Generated by GPT-5-mini| Étienne Fourmont | |
|---|---|
| Name | Étienne Fourmont |
| Birth date | 1683 |
| Birth place | Paris, Kingdom of France |
| Death date | 22 June 1745 |
| Death place | Paris, Kingdom of France |
| Occupation | Orientalist, linguist, Hebraist, sinologist |
| Known for | Chinese grammar, Hebrew studies, cataloguing Chinese works |
Étienne Fourmont
Étienne Fourmont was an early 18th‑century French orientalist and linguist notable for work on Hebrew language, Chinese language, and cataloguing of Asian manuscripts in Paris. His career intersected with leading figures and institutions of the Ancien Régime, and his publications influenced scholars in France, England, Germany, and Italy during the Enlightenment and the rise of comparative philology.
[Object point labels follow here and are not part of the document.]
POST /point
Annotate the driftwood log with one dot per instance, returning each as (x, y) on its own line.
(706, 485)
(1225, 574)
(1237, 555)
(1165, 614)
Born in Paris in 1683, Fourmont studied classical languages and oriental philology under teachers associated with the Collège de France and the Sorbonne. He trained in Hebrew with scholars linked to the Mazarin Library and took up contacts with members of the Académie des Inscriptions et Belles‑Lettres and the Académie Française. His formative years overlapped with the careers of contemporaries such as Jean Baptiste Bourguignon d'Anville, Jacques‑Bénigne Bossuet, Antoine Galland, and Hyacinthe Rigaud, situating him in networks that included Pierre‑Louis Moreau de Maupertuis, Charles Le Gobien, and patrons connected to the French court and the Royal Library of France.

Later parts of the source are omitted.